“I don’t know; but he was the only one left behind when they carried us off, and that looked very suspicious to me.”
“Well,” said the superintendent, “from all accounts this Manning is a fellow who will bear pretty close watching. I won’t say yet that he robbed my safe, but I must confess things begin to look that way. I wish you would show me your room, Ben, and the one Manning occupied while he was here.”
So the superintendent, his nephew, and the landlord went up to No. 16, where Ben showed the corner of a bureau drawer in which he said the key had been hidden. Then they went to the room that had been Myles’, only three doors away.
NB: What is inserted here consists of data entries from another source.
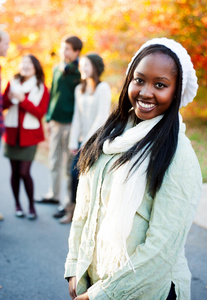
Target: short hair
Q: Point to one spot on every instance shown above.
(75, 42)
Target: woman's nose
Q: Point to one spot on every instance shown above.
(146, 91)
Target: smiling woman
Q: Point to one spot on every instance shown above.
(139, 187)
(152, 89)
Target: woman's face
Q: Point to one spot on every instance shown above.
(27, 68)
(152, 88)
(86, 68)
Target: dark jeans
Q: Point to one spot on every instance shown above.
(172, 295)
(74, 175)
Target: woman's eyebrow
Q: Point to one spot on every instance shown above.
(157, 78)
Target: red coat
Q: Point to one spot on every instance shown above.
(26, 137)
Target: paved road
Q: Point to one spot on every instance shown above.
(32, 253)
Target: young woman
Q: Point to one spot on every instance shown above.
(139, 187)
(26, 98)
(92, 107)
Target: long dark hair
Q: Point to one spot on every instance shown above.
(160, 143)
(38, 71)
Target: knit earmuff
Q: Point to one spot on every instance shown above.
(189, 79)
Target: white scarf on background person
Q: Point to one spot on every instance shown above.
(35, 96)
(125, 198)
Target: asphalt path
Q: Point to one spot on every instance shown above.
(33, 253)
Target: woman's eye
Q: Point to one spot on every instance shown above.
(138, 80)
(160, 85)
In answer to their knock Billings’ voice shouted: “Come in!” He now occupied it, and was sitting up by the window writing.
“Excuse the intrusion,” said the landlord, “but these gentlemen have a particular reason for wishing to see this room, and I thought perhaps you would not mind.”
“Oh, not at all,” answered Billings, scowling at Ben. “I will leave and let them have it all to themselves if they say so.”
They did not say so, and he did not leave, but sat watching them closely and wondering what they were up to.
Ben in particular seemed anxious to examine every article of furniture in the room very closely. He looked behind the bureau and peered under the wash-stand.
“What do you expect to find?” asked his uncle.
“I don’t expect to find any thing, but I thought it just possible that he might have hidden the envelope somewhere in this room if he took it. Of course he didn’t, though. He wouldn’t do such a thing. Hello! what’s this?”